さて、2合成での合成実験をやってみました。

 グラフ中に各ユニット(AMP-1およびAMP-2)の特性と2合成時のパルス測定時、およびCW測定時の入出力特性をプロットしています。パルス信号はパルス幅=200μS/パルス繰り返し周期=1mSのデューティ=20%です。2combined-1.png

この特性を単純にみると、かろうじて入力電力10.5W時に目標の1KWは達成できるようですが、実際にはこの後段にLPFと同軸リレーの挿入損失が入りますのでSSPAとしての出力電力は更に低くなってしまいます。また、1KW出力時のゲインコンプレッションは約3dBですので、この領域ではリニアアンプとしての使用はできません。モールスもしくはフルキャリアでのディジタル通信専用です。仮にSSBなどでの運用に使用する場合にはP1dBで約800Wです。

さてもう少し詳細に上記データを見ていきましょう。CWでの2合成出力=1KW時の入力電力は10.5Wと書きましたが、各アンプユニットには入力の2分配器で2分配(均等分配されている事)されたドライブ電力が加わっています。各ユニットの単体データでは入力電力が10.5/2=5.25Wでは600W弱、生データでは580W程度となっています。仮に出力合成器のロスが無いと仮定すると580x2=1160Wの出力電力が得られなければなりませんが、実測された出力電力ではこれが1000Wです。この差が出力合成器(実際には実験用アンプから出力電力ピックアップ用の方向性結合器までの引き出しケーブルの挿入損失も加わります)の挿入損失(合成損失)という事になります。単純に計算すると約0.65dBです。前回のブログ記事でのSSPAの挿入損失の想定ではこの出力合成器の挿入損失は0.2dBとして計算していますので、現状では0.45dBもロスが多い事になります。

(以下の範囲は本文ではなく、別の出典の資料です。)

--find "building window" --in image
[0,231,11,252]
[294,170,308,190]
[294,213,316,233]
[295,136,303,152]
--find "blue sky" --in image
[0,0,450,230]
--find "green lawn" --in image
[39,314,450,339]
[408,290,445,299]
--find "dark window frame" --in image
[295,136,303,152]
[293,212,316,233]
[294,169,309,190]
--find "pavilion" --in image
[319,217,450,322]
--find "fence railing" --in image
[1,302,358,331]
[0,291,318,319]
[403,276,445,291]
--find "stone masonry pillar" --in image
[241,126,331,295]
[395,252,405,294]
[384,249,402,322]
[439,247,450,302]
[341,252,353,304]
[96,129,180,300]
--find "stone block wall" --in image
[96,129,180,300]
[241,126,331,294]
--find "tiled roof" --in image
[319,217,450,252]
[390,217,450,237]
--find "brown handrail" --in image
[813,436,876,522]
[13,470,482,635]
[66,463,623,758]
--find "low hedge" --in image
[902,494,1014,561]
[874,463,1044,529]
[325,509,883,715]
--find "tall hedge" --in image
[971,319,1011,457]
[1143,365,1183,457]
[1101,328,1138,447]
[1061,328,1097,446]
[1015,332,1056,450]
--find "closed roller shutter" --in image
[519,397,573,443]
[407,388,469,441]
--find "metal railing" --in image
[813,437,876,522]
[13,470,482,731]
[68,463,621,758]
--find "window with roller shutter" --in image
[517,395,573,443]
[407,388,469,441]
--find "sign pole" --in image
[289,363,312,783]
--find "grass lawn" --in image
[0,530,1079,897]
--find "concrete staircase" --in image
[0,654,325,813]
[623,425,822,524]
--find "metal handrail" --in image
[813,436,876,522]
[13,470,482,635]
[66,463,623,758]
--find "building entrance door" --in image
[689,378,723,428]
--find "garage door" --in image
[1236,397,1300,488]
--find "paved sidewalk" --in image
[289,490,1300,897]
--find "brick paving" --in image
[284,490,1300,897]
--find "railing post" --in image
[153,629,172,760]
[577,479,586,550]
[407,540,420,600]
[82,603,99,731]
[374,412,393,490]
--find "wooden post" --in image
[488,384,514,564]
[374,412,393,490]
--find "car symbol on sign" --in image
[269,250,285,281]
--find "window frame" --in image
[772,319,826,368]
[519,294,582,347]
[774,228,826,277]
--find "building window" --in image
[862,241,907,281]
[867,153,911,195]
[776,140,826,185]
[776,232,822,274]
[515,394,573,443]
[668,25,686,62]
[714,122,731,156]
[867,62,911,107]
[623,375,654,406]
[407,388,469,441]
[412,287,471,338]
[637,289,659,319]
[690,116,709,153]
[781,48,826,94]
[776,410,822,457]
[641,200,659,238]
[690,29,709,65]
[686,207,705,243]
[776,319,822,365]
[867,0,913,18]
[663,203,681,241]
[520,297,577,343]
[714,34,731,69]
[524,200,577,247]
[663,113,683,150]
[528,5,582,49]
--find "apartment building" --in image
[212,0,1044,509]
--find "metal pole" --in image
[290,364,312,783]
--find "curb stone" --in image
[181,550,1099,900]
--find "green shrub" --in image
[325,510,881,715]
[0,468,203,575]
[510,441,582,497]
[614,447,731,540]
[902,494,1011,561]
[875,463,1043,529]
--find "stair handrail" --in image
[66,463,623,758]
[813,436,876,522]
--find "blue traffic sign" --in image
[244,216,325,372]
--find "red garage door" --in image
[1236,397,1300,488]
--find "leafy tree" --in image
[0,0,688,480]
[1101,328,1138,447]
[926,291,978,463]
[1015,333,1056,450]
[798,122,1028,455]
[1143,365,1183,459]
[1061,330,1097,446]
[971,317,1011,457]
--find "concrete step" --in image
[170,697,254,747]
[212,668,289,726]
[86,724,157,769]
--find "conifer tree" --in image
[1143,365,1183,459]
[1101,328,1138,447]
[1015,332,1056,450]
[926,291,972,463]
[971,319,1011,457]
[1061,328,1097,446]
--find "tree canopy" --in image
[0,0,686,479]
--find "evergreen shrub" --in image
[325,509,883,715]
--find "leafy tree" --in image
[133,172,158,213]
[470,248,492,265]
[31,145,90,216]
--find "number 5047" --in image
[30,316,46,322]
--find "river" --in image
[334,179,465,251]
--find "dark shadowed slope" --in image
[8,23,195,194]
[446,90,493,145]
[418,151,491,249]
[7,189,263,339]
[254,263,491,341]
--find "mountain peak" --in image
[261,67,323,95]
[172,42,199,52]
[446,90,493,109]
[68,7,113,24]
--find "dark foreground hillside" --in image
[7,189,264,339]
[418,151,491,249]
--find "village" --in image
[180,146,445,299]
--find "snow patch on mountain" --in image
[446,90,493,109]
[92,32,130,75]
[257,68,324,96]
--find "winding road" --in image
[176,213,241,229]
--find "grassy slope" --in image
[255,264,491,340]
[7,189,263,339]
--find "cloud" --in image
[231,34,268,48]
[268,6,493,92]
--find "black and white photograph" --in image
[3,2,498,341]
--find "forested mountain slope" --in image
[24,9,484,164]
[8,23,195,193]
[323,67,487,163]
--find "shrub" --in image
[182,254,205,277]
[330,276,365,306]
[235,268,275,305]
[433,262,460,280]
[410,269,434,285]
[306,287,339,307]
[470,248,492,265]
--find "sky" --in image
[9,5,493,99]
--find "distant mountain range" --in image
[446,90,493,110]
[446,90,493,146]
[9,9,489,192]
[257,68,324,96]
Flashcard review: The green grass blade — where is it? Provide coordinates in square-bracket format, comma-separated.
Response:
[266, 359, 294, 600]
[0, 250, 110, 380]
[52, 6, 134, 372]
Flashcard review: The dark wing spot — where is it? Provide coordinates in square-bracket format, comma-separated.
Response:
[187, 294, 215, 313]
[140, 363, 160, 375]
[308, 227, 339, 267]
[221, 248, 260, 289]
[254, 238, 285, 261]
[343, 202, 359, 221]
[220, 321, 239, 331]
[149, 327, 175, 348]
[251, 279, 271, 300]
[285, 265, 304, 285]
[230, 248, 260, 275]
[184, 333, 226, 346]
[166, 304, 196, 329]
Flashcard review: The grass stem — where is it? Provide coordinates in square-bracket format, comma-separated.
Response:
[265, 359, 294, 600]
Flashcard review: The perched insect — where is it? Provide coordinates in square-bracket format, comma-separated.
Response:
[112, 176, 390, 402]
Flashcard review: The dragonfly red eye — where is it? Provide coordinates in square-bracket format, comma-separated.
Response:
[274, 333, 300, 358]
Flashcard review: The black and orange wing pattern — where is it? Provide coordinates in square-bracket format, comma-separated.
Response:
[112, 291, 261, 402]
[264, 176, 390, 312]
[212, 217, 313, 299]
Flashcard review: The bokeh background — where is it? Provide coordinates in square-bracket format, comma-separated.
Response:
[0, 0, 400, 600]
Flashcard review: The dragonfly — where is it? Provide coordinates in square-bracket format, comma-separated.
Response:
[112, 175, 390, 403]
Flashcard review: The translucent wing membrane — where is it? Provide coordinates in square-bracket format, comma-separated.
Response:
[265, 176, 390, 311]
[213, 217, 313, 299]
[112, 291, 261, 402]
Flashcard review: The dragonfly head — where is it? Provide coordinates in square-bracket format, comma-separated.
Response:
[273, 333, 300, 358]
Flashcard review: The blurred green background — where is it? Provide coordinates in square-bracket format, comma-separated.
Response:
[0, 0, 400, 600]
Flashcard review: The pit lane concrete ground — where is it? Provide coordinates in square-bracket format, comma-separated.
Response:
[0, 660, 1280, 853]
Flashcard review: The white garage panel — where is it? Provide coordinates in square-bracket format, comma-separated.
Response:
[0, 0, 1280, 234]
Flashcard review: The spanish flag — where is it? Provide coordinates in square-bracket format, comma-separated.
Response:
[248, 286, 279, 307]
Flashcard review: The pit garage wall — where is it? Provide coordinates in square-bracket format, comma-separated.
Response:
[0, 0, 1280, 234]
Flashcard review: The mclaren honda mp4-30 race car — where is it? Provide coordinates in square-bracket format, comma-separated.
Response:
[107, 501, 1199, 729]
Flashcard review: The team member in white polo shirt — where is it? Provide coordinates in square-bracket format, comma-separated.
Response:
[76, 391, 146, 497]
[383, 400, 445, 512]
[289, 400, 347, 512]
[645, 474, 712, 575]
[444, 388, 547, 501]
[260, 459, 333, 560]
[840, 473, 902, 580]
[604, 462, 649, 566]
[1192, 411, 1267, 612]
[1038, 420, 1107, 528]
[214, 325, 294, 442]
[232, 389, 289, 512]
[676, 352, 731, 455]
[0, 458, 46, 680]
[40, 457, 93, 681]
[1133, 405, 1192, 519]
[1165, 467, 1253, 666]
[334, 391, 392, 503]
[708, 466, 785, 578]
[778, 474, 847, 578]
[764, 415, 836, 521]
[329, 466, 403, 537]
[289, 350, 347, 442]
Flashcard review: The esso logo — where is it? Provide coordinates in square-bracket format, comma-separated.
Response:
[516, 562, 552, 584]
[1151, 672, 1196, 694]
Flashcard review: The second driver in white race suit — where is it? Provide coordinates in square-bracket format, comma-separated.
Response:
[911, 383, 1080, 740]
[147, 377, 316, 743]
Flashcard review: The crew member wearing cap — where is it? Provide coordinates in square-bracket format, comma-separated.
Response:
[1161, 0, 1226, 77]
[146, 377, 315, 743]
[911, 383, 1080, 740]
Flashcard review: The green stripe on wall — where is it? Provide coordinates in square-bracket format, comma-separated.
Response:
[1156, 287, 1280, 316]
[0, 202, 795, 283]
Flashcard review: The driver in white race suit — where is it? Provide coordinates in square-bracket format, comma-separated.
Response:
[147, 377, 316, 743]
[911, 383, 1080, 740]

しかし実際には入力分配器の挿入損失も存在します。上の計算では入力分配器のロスは考慮していません。下記に今回使用している入力の2分配器の仕様を示します。

anaren_spec.PNG

 挿入損失が仕様上の最大値ですが0.36dBもあります。さすがにこれは最大値ですので、こんなには無いと思いますが、0.2dB程度はあるかもしれません。更に振幅のアンバランスも±0.15dBの差(最大では0.3dBのレベル差という事)があります。単純計算ですが、入力分配器の挿入損失を0.2dB、振幅のアンバランスを0.2dB(約5%)として各アンプユニット(AMP-1およびAMP-2)の入力電力を計算すると、10.5W(40.2dBm)入力時に各ユニットに均等分配された電力は(40.2-0.2)-3で37dBmとなります。この段階で各ユニット出力は生データから出力電力がは約560Wとなっていますので2合成すると1120Wとなります。更に分配器の分配アンバランス=0.2dBを加味すると、片側ユニットは最悪値として5%(2.5W)低下した時の出力=530W程度となります。この場合出力合成器では低い方の電力に合わされますので、もう一方のユニットが仮に530W以上出力されていても530x2=1060Wの合成出力となります。こうなると出力合成器の挿入損失は約0.25dBという計算結果になりますが、さてさて本当にこの通りなのか?ですね。

さらに、現状に問題点も見えてきました。

出力側整合回路の調整用、DCカット用キャパシタ(ATC社製100B)の温度が高くなりすぎてしまいます。その結果整合回路の定数が変化しますので、飽和特性に変化が出てきています。上記のグラス中のパルス測定時の特性で飽和電力が伸びているのは、この整合用キャパシタの温度による容量変化が少ないからと思われます。本来であれば高熱伝導基板などを使えれば良いのですが、こういったPCBは非常に高価なため簡単には使う事ができません。

現状では120℃の温度ラベルが変色してしまいますので、少なくともそれ以上には温度は上がっています。長期信頼性を考えれば100℃以下にしたい所ですが、アマチュア向けの間欠動作ですので100℃前後までは持っていきたいと思います。

RIMG0344.png

 もし飽和領域での出力特性に整合用キャパシタの温度特性が影響を与えているとすると放熱を強化する事によってSSPA自体の出力特性は更に改善できるかもしれません。目標はSSPA装置出力端で1KWですので、もう少し飽和領域で出力を伸ばしたい所です。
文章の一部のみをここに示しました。